Prosty przepis na... racuchy!

Z racji tego, że dzisiaj taki piękny, wiosenny dzień z przyjemnością poświęciłam go porządkom. I poprzesadzałam kwiatki, bo już ziemia im zjałowiała. Rozważałam nawet umycie okien, ale mi się odechciało :P Za dobrze by było jak na jeden dzień, okna więc zostawiłam mężowi, a sama ruszyłam w stronę kuchni. Stoję przed otwartą lodówką i myślę co by tu ugotować. Mąż nie pomaga ze swoim "cokolwiek" więc się głowię... Mam ochotę na obiad na słodko, ale naleśniki były ostatnio. Z owoców ostały się tylko jabłka i pomarańcze. Jajko tylko jego, więc nawet na panierkę do kotletów z soczewicy by brakło... hm. i takie dylematy mną targały, że aż pomyłam naczynia! I natchnęło mnie!
RACUCHY! Nie "obchodzę" tłustego czwartku, więc zrobiłam sobie tłusty piątek ;-)
Ciasto zrobiłam z głowy i tego co akurat było w szafce. Wyszły przepyszne! Serio, nie chcę się chwalić, ale mmm, aż brak mi słów ;-)


SKŁADNIKI:

♥ 2 duże jabłka
♥ Szklanka mleka
♥ 2 szklanki mąki
♥ 1 jajko
♥ Ok. 1/2 szklanki cukru
♥ szczypta soli
♥ cukier puder do posypania

WYKONANIE:

Miksujemy mleko z jajkiem, dodajemy sól, cukier i mąkę (ja najpierw wsypałam szklankę, a potem dosypywałam 'na oko'). Ciasto musi być dosyć gęste. Jeśli lubicie możecie dodać odrobinę cynamonu.

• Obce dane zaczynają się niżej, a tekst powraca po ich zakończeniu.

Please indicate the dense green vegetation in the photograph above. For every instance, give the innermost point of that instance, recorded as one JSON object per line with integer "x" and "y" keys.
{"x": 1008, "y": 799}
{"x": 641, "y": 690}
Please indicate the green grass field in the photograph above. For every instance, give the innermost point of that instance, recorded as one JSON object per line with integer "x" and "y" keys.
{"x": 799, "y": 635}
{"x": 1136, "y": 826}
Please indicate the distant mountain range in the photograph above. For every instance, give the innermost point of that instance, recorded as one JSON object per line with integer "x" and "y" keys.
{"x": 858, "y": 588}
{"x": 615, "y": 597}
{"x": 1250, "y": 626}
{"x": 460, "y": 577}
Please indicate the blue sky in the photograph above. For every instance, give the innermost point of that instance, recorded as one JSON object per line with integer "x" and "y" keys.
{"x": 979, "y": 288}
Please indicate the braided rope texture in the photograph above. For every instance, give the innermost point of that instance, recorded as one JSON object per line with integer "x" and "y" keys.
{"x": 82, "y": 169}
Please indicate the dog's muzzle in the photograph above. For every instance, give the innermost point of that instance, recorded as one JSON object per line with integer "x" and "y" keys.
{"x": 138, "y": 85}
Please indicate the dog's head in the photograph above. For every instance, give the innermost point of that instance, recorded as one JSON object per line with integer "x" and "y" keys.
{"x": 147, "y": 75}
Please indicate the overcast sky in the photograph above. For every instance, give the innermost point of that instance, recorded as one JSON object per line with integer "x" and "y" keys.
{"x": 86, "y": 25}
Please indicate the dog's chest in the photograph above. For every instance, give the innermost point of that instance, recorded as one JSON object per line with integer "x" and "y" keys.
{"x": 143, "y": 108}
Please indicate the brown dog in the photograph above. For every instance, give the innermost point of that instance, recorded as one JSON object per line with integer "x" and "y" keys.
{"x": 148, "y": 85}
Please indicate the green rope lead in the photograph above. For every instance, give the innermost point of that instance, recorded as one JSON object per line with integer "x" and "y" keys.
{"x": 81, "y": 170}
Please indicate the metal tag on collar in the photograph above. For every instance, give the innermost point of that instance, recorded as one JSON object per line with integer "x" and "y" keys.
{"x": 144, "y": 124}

Jabłka ścieramy na tarce "do mizerii" (to ta strona co trze na plasterki).
Starte dodajemy do ciasta i dobrze mieszamy.

Smażymy na gorącym oleju. Trzeba jednak regulować temperaturę, by nie spiekły się z zewnątrz, a w środku ciasto nie pozostało surowe.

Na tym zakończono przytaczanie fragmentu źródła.